New research from Swaziland / eSwatini and other developing countries suggests that spanking children is harmful and can cause mental problems.
The study used data from UNICEF global children's organisation from 62 countries, including Swaziland.
Corporal punishment is widespread in homes in Swaziland. It was banned from schools in 2015 but continues to be used.
The study from the University of Michigan in the United States found one-third of people questioned said they believed physical punishment was necessary to bring up, raise or educate a child properly. Among the children studied, 43 percent were spanked, or resided in a home where another child was spanked.
A child's social development suffered in both cases in which he or she was spanked or during times when a sibling had been spanked, the study showed.
Garrett Pace, the study's lead author said, 'It appears that in this sample ... spanking may do more harm than good.'
Pace also noted that 'reductions in corporal punishment might do a great deal to reduce the burden of children's mental health and improve child development outcomes globally'.

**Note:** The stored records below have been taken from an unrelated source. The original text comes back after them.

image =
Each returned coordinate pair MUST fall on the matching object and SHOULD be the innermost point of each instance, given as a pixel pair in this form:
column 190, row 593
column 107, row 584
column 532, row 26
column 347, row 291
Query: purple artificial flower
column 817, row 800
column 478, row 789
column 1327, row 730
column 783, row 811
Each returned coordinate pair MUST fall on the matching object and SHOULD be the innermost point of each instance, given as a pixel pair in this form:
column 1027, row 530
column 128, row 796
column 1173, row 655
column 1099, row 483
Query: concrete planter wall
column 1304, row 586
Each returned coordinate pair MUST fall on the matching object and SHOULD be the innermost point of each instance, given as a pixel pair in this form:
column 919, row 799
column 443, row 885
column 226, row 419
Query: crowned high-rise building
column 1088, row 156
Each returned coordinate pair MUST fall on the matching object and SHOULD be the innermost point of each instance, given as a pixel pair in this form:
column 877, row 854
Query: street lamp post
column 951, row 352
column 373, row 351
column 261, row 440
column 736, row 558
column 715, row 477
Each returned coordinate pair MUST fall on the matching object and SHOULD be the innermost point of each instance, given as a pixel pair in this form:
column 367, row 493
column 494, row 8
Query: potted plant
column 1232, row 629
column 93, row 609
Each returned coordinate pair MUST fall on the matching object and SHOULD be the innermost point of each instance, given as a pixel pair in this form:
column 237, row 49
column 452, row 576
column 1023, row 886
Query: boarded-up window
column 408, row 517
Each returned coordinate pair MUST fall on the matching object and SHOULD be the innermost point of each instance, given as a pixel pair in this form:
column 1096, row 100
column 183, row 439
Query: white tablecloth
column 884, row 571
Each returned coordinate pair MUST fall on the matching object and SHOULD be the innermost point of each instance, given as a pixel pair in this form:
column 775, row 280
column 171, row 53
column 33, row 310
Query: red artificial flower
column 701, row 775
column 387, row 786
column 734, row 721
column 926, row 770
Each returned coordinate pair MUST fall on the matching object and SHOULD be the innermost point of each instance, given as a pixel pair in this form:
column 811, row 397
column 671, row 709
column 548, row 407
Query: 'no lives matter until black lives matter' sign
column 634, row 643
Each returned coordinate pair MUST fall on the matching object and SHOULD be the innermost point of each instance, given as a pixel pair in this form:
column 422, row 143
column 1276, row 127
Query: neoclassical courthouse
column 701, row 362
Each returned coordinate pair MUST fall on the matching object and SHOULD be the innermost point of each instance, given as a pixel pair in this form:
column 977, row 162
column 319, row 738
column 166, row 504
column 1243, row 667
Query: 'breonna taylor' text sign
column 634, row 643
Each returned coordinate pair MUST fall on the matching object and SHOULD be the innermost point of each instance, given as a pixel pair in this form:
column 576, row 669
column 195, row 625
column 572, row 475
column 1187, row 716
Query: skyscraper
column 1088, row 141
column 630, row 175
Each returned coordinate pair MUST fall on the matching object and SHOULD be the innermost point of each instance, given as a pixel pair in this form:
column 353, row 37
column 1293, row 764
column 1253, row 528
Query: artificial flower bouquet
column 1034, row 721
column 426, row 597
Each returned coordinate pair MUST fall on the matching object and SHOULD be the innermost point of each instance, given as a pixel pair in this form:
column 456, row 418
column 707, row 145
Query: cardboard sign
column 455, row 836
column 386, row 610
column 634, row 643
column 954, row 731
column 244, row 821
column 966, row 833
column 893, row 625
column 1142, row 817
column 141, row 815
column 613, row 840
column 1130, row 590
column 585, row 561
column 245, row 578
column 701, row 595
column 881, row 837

More effort to create policies that discourage spanking has occurred globally. In fact, 54 countries have banned the use of corporal punishment, which can only benefit children's well-being long term, Pace and colleagues said.
In a separate report UNICEF estimated nearly nine in ten children in Swaziland suffered 'violent discipline'.
In a report of a national survey published in August 2017, UNICEF stated 'violent discipline in the home, which includes physical punishment and psychological aggression, affects more than 88 per cent of all children in Swaziland.
'The study findings also reveal that sexual violence and bullying affects 38 percent and 32 percent of children in Swaziland, respectively. The study found that children experiencing one type of violence were more likely to experience other types of violence.
'One staggering statistic to emerge from the data revealed that for every girl child known to Social Welfare as having experienced sexual violence, there are an estimated 400 girls who have never received help or assistance for sexual violence.'
UNICEF reported one of the 'drivers' of violence against children was Swazi culture. It stated, 'The widely accepted notion of keeping family matters private to protect the family or community over the individual was repeatedly cited as a driver of violence and was also found to be a factor dissuading individuals from intervening when they suspect a child is abused.'
Article 29(2) of the Swaziland Constitution 2005 states 'a child shall not be subjected to abuse or torture or other cruel inhuman and degrading treatment or punishment subject to lawful and moderate chastisement for purposes of correction'. The Children's Protection and Welfare Act 2012 however provides for 'justifiable' discipline.
Corporal punishment was banned in Swazi schools by the Ministry of Education and Training in 2015, but caning continues. There are many reports from across Swaziland that pupils have been brutalised by their teachers.
In a debate in the Swazi Parliament in March 2017 members of parliament called for the cane to be brought back into schools. The MPs said the positive discipline adopted in schools was causing problems for teachers because they no longer knew how to deal with wayward pupils.
There had been 4,556 cases of 'severe corporal punishment' of children in Swaziland's schools over the previous four years, Star Africa reported in March 2016.
In 2005 The International Save the Children Alliance published research into Swazi children's experiences of corporal punishment.
In a survey, 20 percent of children reported being hit with a hand and 59 percent of children reported being beaten with an object at school during a two-week period. In schools, children are most often hit with the hand, sticks, canes, sjamboks and blackboard dusters.
Children reported being subjected to corporal punishment at school due to making a noise or talking in class, coming late to school, not completing work, not doing work correctly, failing tests, wearing incorrect uniform items, dropping litter, losing books or leaving them at home.